Friday, September 28, 2018

The background drone of the tambura connects the dots

In an email to a few colleagues, I quoted the following:
Since the early 1970s, higher education has suffered from increasing specialization and, correspondingly, excessive professionalization. That has created a culture of expertise in which scholars, who know more and more about less and less, spend their professional lives talking to other scholars with similar interests who have little interest in the world around them. This development has led to the increasing fragmentation of disciplines, departments, and curricula. The problem is not only that far too many teachers and students don’t connect the dots, they don’t even know what dots need to be connected.
Of course, I have used that in my blog. Years ago.  How do you think I easily tracked down the quote?  What I write here is no different from what I write to my colleagues, which is no different from what I tell my students.  The only difference is that in the blog, I allow myself to freely express my emotions, dammit ;)

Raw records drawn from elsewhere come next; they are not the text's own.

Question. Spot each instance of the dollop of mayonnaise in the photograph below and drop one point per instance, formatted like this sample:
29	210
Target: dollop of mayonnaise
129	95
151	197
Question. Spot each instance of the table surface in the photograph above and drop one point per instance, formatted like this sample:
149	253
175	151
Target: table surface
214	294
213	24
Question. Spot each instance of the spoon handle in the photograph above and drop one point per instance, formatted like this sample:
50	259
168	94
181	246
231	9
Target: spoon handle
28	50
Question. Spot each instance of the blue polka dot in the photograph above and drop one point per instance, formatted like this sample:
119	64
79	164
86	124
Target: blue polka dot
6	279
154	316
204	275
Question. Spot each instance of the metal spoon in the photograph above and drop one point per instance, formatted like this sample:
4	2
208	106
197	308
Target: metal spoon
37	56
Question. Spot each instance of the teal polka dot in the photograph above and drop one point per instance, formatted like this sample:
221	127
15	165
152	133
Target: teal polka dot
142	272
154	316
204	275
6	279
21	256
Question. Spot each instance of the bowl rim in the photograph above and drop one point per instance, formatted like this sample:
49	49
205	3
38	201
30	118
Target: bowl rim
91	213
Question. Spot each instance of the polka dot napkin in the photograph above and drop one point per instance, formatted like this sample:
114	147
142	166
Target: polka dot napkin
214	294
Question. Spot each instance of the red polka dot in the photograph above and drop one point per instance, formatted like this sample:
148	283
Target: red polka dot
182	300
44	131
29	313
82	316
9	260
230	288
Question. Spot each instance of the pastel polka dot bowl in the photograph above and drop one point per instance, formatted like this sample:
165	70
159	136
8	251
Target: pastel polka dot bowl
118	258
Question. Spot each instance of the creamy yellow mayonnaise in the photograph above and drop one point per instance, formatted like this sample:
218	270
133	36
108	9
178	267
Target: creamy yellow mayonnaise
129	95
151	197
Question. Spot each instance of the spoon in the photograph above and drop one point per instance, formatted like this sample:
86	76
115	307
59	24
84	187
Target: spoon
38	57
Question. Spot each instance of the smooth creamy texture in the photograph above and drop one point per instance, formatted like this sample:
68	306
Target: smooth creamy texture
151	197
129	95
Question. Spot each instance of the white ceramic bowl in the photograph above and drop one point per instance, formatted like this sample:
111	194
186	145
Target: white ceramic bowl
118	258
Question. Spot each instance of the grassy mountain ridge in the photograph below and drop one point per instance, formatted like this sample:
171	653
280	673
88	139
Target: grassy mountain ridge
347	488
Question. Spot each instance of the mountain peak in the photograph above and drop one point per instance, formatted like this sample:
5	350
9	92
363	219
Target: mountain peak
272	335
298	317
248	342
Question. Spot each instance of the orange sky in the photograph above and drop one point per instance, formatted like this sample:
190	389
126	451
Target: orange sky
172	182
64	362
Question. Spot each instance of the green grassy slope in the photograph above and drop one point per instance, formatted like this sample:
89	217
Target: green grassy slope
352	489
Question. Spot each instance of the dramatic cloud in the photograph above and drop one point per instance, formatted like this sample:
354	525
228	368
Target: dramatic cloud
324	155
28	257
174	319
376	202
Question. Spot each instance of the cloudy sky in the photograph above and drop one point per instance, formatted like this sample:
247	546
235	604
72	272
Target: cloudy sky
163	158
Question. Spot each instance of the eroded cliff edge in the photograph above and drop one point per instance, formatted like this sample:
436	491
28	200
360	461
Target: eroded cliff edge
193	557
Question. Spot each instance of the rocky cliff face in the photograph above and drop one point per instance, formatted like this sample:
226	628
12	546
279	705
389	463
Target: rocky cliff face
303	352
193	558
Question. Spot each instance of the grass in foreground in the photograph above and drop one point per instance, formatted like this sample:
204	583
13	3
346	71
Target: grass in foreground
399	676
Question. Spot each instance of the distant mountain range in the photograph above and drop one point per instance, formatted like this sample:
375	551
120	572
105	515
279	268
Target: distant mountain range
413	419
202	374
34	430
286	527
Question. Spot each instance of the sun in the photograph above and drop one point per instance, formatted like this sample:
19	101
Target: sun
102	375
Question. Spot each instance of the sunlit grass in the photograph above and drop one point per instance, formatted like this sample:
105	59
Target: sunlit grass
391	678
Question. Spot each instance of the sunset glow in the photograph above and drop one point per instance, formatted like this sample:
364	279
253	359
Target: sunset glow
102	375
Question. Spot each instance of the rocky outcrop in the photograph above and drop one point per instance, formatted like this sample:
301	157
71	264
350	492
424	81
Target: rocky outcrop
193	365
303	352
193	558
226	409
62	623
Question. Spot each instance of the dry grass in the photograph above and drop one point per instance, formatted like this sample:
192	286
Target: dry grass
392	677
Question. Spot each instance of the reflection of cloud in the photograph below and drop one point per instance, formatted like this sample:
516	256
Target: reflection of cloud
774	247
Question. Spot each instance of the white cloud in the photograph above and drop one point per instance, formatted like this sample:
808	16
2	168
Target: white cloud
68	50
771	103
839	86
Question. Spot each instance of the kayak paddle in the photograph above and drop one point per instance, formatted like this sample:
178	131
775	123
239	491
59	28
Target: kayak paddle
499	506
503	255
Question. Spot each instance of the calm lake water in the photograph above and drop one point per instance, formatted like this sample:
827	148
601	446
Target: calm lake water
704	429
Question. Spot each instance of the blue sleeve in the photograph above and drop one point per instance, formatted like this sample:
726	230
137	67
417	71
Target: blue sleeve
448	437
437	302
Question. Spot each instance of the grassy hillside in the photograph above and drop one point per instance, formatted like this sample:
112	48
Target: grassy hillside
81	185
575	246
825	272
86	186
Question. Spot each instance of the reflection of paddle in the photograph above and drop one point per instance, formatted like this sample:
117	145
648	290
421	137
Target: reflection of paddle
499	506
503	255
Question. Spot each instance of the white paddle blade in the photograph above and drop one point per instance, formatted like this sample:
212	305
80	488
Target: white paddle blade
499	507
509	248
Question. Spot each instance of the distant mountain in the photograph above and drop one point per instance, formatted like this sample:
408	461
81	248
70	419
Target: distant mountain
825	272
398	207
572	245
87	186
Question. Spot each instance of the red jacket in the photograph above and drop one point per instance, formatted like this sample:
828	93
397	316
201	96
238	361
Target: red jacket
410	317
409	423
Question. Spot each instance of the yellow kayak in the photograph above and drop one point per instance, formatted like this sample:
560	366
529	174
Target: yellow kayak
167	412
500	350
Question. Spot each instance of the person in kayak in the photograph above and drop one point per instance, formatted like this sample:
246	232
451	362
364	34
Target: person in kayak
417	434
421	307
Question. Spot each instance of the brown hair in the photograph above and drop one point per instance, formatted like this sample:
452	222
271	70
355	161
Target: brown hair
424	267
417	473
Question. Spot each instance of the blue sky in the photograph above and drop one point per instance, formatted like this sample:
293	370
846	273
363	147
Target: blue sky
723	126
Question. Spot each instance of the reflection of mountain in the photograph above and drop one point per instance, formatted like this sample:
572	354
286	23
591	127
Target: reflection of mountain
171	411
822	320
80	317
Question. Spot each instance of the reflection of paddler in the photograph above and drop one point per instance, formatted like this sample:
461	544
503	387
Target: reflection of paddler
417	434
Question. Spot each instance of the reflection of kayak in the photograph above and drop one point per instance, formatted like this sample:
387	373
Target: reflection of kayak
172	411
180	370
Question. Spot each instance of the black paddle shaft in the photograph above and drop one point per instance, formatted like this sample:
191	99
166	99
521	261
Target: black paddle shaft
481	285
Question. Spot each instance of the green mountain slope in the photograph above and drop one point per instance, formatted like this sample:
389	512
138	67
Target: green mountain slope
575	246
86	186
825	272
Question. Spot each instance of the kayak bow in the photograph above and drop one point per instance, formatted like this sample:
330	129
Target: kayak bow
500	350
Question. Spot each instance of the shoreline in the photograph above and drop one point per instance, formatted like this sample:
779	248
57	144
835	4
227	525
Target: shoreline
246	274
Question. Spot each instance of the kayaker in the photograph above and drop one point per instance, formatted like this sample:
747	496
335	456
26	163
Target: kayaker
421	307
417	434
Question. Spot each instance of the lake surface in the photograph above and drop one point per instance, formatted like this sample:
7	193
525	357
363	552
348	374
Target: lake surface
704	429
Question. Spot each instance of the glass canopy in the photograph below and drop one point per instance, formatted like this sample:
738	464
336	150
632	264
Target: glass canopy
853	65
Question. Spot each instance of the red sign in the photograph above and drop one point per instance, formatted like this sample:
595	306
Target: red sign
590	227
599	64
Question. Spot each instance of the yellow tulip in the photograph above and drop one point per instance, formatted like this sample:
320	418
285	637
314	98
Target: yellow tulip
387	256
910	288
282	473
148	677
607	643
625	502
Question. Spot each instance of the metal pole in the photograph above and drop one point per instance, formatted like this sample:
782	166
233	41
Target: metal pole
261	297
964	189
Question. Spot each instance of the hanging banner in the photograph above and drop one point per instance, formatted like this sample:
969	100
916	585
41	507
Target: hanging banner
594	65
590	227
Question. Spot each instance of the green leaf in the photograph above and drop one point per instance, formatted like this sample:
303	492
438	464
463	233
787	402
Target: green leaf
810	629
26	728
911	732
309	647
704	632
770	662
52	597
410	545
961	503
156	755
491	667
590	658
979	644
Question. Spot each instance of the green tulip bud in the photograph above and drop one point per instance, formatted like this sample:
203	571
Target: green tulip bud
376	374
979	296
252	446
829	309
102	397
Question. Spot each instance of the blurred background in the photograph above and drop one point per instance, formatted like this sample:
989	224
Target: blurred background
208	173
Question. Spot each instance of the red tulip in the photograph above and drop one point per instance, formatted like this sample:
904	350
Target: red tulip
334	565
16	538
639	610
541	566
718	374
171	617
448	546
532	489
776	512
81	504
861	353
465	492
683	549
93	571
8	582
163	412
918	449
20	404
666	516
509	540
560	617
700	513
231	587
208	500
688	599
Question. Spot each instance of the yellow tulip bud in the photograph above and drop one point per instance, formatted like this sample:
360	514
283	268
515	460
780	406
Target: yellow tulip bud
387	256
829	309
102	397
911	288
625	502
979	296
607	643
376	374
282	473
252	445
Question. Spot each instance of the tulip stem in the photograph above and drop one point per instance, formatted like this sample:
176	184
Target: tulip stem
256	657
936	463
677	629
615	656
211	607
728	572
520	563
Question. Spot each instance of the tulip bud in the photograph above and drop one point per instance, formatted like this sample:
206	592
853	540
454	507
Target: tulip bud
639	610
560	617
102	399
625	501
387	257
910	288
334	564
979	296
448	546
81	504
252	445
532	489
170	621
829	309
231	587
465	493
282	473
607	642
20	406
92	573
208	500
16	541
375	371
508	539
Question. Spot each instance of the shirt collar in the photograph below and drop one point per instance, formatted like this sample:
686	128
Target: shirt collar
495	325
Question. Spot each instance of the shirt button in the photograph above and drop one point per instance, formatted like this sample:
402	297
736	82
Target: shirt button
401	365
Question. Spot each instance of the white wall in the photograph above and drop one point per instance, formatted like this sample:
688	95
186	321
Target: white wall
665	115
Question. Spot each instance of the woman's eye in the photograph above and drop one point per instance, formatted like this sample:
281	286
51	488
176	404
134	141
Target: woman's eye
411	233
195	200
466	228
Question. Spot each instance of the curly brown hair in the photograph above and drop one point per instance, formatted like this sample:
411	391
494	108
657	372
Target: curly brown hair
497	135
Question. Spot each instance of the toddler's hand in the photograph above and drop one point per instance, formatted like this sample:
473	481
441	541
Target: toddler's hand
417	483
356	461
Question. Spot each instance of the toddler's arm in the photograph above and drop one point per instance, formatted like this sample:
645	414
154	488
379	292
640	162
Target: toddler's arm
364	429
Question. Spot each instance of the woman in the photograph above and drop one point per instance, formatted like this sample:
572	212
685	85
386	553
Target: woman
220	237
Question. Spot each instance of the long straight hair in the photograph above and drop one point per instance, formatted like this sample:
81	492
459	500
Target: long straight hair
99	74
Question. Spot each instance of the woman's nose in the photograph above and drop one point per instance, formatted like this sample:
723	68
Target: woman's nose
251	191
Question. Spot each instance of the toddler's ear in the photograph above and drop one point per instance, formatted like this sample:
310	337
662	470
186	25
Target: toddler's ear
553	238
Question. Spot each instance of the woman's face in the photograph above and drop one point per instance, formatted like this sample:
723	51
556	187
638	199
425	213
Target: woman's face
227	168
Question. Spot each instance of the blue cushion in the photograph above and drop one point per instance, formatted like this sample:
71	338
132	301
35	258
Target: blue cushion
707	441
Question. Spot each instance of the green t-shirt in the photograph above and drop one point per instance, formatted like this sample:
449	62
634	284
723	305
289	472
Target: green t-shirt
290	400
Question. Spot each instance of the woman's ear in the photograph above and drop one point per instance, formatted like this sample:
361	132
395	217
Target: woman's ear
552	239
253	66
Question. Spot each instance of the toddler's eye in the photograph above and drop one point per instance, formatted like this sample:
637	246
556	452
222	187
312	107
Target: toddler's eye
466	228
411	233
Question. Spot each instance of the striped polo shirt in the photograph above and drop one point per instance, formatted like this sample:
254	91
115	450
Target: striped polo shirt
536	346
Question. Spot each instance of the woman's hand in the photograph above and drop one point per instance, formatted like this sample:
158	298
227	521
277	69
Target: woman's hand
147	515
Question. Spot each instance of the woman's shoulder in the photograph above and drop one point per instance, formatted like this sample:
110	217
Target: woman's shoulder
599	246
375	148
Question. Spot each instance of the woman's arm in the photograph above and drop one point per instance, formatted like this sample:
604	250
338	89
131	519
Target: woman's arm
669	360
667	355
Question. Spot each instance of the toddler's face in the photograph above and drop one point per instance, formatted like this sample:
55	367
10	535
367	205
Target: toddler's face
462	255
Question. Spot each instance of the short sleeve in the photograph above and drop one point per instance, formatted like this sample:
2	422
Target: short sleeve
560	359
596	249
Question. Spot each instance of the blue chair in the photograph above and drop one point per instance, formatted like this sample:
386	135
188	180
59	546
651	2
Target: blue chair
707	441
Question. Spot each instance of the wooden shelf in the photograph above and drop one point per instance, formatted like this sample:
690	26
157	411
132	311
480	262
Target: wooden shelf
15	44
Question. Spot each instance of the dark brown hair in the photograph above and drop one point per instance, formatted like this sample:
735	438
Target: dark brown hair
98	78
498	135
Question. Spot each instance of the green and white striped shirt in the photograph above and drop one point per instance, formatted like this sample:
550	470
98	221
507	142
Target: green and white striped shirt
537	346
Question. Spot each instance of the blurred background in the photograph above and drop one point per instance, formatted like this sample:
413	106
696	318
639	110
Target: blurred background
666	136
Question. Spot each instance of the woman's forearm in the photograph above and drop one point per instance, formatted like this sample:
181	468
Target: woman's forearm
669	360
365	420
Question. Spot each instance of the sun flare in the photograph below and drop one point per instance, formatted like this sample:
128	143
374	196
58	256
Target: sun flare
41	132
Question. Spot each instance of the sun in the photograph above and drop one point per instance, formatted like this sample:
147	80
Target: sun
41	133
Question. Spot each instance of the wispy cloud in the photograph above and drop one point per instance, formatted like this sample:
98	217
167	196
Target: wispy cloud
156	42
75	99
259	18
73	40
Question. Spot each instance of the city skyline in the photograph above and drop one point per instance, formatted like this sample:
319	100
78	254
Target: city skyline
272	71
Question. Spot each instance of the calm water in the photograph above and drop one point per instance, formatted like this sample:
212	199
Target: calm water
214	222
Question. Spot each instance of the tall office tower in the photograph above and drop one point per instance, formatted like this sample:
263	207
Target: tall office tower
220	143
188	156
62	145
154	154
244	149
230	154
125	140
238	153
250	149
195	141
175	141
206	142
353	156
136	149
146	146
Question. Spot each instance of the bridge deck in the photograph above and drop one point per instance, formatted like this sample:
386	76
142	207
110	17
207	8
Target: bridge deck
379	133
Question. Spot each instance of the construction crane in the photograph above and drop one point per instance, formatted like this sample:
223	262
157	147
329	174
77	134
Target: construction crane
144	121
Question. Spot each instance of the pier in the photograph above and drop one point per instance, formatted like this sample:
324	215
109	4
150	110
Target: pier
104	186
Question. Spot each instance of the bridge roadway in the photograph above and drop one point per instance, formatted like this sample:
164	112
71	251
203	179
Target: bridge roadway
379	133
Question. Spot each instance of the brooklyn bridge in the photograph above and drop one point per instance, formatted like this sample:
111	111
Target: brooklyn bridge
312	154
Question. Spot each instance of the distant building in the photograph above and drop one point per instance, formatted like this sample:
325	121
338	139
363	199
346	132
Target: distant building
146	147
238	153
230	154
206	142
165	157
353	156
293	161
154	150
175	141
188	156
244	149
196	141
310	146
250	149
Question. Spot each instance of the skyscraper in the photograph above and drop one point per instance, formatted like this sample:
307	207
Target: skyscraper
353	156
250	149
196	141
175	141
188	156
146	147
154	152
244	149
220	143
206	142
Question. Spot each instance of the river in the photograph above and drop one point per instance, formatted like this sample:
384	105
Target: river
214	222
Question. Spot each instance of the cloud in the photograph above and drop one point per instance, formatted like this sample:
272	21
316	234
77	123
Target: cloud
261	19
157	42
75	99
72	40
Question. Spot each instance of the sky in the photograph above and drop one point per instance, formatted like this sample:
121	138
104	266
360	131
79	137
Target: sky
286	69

In my intellectual approach, I am always drawn to connecting the dots.  To me, there is simply no other way.  How else can we understand this world?

Which is why I end up reading essays that sometimes are difficult reads for me.  But then I freely admit to my ignorance and try my best to learn the lessons for me there.

Today's complicated essay is this, authored by a president of a prestigious liberal arts college--Middlebury.  She is also an accomplished poet.  The essay involves a lot of poetry.  I am ignorant there.  But, I kept reading.  Because, I know well enough that if I struggle through, there will be gems that will help me connect the dot.

And the gems started appearing; she invokes "the Tanpura Principle."

I practice what I tell students all the time--be an engaged reader.  So, of course, red flag alert right away.  Tanpura, as in the tambura that we refer to in Carnatic music?  Have I been incorrect all my life in referring to the tanpura as the tambura?  So, where did the tambura come from?  And, yes, what the hell is " the Tanpura Principle"?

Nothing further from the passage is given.